Philodendron pedatum, also called Oak Leaf Philodendron due to its oak-like foliage, is native to South America. This Philodendron variety is a fast-growing climber suited to indoors cultivation in temperate climate zones.
The Philodendron Pedatum reaches a height of 9 feet (2.7 meters) and grows to around 1 foot (30.4 cm) wide.
The plant’s vining growth habit makes the plant suitable for hanging baskets or pots with a trellis or moss pole added for support.
The dark-green leaves start out oblong, then develop deep lobes.
Individual leaves often grow to a length of 6 to 8 inches (15 to 20.3 cm), though some reach 14 inches (35.5 cm).
The plant does not often bloom indoors, but when flowers appear they are brownish-green.
Oak Leaf Philodendron grows well outdoors in USDA zones 9 to 11, but is typically grown as a year-round houseplant in cooler climate zones.
When choosing a particular spot in your home for this type of Philodendron, you need to think about the plant’s basic growing needs – especially when it comes to light, temperature, humidity and soil or potting mix.
When choosing where to grow this plant you should also remember that all Philodendrons are considered toxic and should be kept away from pets and small children.
Provide your Oak Leaf Philodendron with bright, indirect light for 6 to 8 hours per day. The plant will tolerate dappled light or partial shade as well. Do not expose the Philodendron pedatum to direct sunlight for extended periods as it scorches the foliage.
Temperature And Humidity
Temperatures between 60 to 75 degrees Fahrenheit (10 to 23.8 degrees Celsius) are ideal during the day.
At night, temperatures 5 to 10 degrees cooler are good for the plant. Avoid placing your plant near vents or air conditioners as drafts can damage the foliage.
Humidity levels around 60 percent are ideal but levels between 40 to 80 percent are also acceptable. Increase low humidity by using a tray filled with small pebbles and water under the pot’s drip tray.
Soil/ Potting Mix
Grow your Pedatum Philodendron in a good quality potting soil that is moist yet airy and free-draining. . Keep the soil’s pH between 5.5 to 7.0 for optimal growth.
Choosing the right growing location is a big part of the puzzle but you also need to consider how you will care for your plant, watering and feeding over time.
Philodendrons prefer the soak and dry watering method. Let the top 1 inch of soil dry between waterings. Water slowly until the moisture runs through the pot’s drainage holes. Dispose of water collected in the tray so the roots don’t sit in water, which leads to root rot.
It is also recommended to wipe the leaves once per week with a damp cloth to remove dust buildup.

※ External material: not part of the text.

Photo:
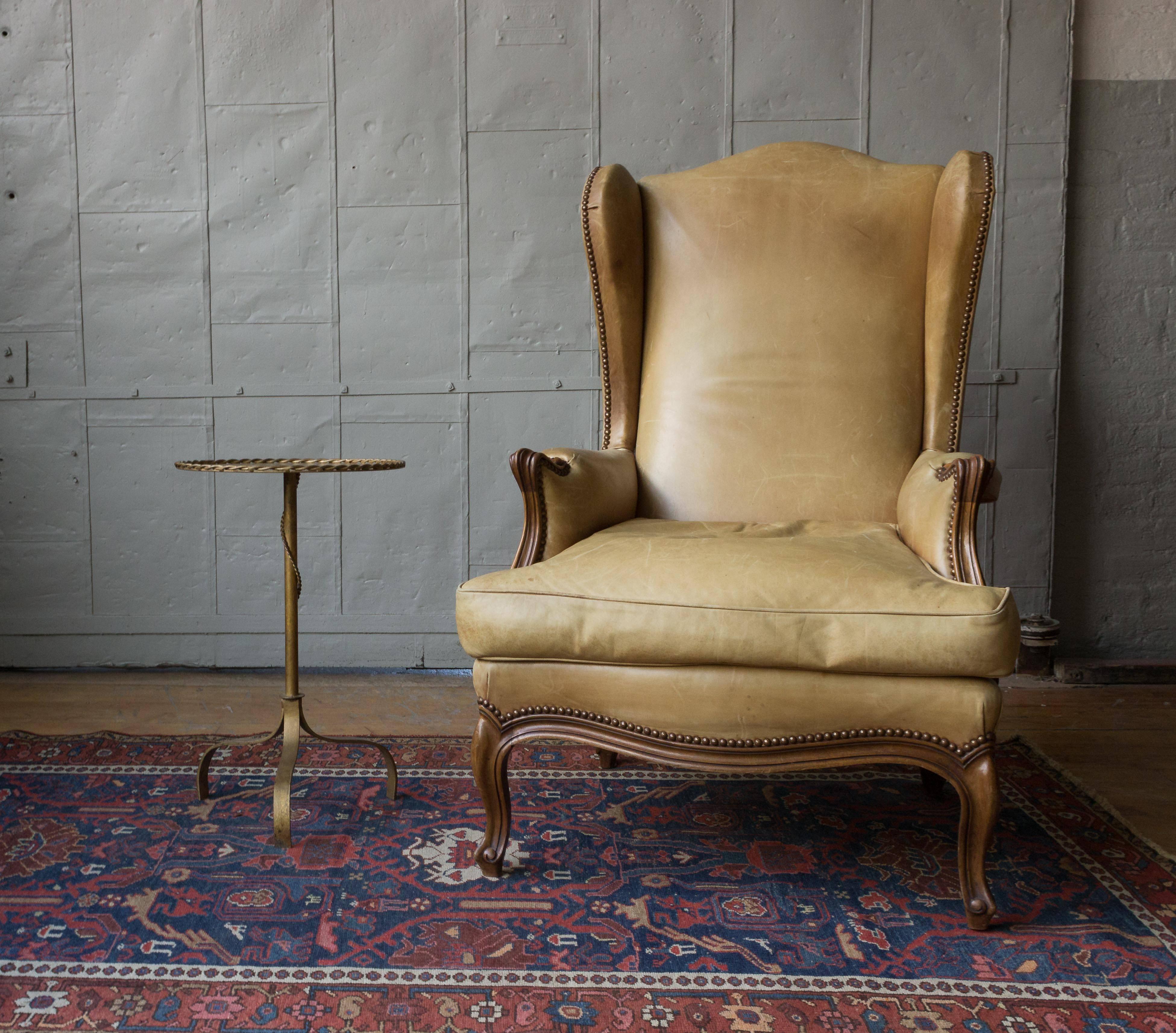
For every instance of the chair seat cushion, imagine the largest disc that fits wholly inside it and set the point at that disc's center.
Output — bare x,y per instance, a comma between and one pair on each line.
810,595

Use only clean water and avoid commercial leaf shine products as they may damage the foliage.
Feed your plant, in the spring and summer, with a balanced,organic liquid houseplant fertilizer once per month. Do not fertilize the plant in the fall and winter dormant months.
Pruning is recommended to both remove dead leaves and stems or to shape leggy stems and encourage fuller growth. Prune leggy stems just above a set of leaves or nodes to encourage new growth.
Propagate Philodendron pedatum by means of cuttings. To do so:
- Cut a stem 2 to 4 inches long from a mature plant. Ensure the cutting has two top leaves and two bottom leaves or exposed nodes.
- Remove the bottom leaves, if present.
- Allow the stem to sit and cure for one to two weeks to form a callus.
- Once calloused, fill a small pot with the recommended soil mix.
- Poke a hole with your finger into the middle of the soil and insert the stem until the nodes are below the surface.
- Fill in the hole and use a wooden skewer to support the stem if needed.
- Place the pot in bright, indirect sunlight and keep the soil moist.
- Once the cutting has established a root system, and begins new growth, care for the plant as you would a mature one.
Common Pests And Diseases
Watch for mealybugs, scale and spider mites as these are common pests of Philodendron pedatum. Infestations are detected by the presence of these pests, often under the leaves, and the honeydew they excrete onto the plant. If left untreated, the honeydew encourages black, sooty mold to form, which further damages the plant.
Root rot is common among Philodendrons and results from overwatering the plant. Reduce waterings and, once the soil is dry, remove the plant from its pot. Infected roots appear dark and mushy. Use sharp and sterile shears to trim away any infected roots. Mix one part 3 percent hydrogen peroxide and two parts water in a spray bottle and generously mist the remaining roots. Transfer the plant to a clean pot with fresh soil. If most of the root system is affected the plant likely cannot be saved.